Liu was, of course, not part of the marketing team, and Cyberpunk 2077 was still over a year away from release when he made these statements. It’s entirely possible that developers on the ground believed that the game would be ready for consoles at launch and weren’t intending to be misleading. That said, it’s much harder to give the same leeway to statements made by corporate management in the months directly preceding the December 10 release.
After Cyberpunk 2077 was delayed for a second time, CD Projekt vice president Michał Nowakowski downplayed concerns about the game’s performance on last-gen consoles during an October call with investors.
“[T]here’s nothing wrong with Xbox or PS4 versions – there is optimization to be handled, also because of how we were approaching things from the get-go in terms of development; so – there is no problem with Xbox or PlayStation 4, to be honest,” Nowakowski said.
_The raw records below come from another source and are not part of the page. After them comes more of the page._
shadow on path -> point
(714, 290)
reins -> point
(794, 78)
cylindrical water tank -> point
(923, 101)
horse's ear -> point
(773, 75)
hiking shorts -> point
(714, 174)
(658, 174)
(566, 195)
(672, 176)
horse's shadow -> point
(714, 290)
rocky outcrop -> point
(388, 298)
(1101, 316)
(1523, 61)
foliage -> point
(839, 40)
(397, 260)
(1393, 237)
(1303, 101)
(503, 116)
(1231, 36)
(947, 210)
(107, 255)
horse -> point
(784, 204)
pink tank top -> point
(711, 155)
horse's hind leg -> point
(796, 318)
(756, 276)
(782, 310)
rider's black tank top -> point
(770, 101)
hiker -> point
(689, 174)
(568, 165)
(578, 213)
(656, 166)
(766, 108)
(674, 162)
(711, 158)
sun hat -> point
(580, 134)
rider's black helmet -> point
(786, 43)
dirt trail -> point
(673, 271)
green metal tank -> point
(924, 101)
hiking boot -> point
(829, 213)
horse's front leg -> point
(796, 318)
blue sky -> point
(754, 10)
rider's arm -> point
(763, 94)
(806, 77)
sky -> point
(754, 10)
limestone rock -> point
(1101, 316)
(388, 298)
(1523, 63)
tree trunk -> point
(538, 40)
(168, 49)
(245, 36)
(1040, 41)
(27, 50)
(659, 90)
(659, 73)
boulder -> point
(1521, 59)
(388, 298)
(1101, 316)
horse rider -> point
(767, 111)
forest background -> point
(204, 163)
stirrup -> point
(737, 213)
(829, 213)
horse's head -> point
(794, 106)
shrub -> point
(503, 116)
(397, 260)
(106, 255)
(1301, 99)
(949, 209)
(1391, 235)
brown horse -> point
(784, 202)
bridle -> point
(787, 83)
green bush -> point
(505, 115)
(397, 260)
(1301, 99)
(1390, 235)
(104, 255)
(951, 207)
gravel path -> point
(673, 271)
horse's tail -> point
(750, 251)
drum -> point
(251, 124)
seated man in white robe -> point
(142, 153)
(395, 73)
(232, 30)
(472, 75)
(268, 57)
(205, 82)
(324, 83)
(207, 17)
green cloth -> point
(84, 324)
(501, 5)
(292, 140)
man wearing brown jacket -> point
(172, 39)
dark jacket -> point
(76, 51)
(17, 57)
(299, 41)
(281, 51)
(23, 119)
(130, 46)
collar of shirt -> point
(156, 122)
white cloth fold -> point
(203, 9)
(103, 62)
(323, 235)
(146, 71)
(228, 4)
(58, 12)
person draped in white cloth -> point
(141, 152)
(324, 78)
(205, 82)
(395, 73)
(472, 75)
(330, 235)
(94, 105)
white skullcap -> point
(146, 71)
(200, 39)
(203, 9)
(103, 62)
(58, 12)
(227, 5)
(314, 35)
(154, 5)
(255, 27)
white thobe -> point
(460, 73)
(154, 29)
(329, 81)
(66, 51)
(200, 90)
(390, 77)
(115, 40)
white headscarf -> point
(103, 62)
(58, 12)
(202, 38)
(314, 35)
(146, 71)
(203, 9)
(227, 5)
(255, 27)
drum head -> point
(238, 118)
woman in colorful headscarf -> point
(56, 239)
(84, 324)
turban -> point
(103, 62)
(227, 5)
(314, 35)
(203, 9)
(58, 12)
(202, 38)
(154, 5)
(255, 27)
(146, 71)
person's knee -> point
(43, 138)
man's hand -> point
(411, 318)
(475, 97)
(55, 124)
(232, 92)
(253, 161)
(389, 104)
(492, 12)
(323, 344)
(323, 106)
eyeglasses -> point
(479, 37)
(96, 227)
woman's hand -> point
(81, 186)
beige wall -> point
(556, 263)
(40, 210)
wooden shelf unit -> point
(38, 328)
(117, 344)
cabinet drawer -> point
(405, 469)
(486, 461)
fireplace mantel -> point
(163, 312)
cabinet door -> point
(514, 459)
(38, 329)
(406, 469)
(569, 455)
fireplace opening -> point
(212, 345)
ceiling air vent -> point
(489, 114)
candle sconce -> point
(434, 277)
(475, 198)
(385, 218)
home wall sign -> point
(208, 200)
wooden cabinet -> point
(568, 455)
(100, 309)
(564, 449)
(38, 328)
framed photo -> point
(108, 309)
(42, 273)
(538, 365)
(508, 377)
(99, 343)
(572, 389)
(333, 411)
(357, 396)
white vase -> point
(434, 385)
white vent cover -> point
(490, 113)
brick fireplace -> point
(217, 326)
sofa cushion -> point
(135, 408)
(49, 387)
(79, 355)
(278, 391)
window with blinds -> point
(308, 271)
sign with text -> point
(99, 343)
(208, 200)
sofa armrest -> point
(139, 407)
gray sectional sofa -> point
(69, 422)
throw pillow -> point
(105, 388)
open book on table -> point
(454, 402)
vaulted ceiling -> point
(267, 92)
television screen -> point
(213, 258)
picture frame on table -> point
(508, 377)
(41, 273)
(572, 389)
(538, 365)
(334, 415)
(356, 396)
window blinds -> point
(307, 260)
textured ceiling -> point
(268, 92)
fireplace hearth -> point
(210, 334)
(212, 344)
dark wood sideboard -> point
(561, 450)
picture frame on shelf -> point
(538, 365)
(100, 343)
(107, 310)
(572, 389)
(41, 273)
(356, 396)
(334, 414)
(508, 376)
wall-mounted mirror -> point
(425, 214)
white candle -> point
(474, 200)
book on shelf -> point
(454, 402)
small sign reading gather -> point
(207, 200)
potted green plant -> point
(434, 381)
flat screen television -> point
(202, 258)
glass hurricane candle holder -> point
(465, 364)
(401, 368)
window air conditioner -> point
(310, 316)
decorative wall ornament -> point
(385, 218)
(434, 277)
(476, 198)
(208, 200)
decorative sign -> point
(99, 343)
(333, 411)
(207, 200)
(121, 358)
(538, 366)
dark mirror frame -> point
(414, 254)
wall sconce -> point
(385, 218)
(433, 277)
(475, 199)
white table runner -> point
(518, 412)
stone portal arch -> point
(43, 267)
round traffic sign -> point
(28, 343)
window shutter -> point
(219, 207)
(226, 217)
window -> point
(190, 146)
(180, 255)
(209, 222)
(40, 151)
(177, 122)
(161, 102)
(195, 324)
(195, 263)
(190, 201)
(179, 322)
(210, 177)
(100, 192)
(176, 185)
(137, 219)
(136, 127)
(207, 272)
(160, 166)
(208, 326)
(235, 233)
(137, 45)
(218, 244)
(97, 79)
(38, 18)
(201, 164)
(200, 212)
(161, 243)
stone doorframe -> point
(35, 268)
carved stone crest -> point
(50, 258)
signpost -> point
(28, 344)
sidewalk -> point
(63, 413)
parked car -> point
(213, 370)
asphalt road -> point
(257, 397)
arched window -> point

CD Projekt executives even kept this façade up during the company’s most recent financial presentation on November 30, less than two weeks before Cyberpunk 2077 was set to launch.
“Of course a bit lower than on pro consoles, but surprisingly good, I would say, for such a huge world,” CEO Adam Kiciński said, responding to a question about how Cyberpunk 2077 performed on PlayStation 4 and Xbox One since it was still being hidden away. “That’s the answer.”
What happened with Cyberpunk 2077 is unfortunate, not only because of its eight-year hype campaign but also because of the toll it took on developers just to get out the door. Making a game is hard, even without a pandemic breathing down your neck. I don’t envy the position CD Projekt put themselves in by taking on such an ambitious (ahem) project, not to mention the workers who had to suffer under poor management and then watch the game get torn to shreds because executives needed the boost to their bottom line.
That said, the deliberate way in which the studio both made sure to keep footage and impressions of Cyberpunk 2077 running on PlayStation 4 and Xbox One away from the public and insulated themselves from criticism by enlisting influencers and sympathetic journalists is nothing short of reprehensible. This is just another example of the way the fraught, capitalistic relationship between developers, consumers, and the press (both professional and enthusiast) can be blatantly exploited, and I think it’s high time the industry takes a long, hard look in the mirror before we continue to normalize these toxic business strategies.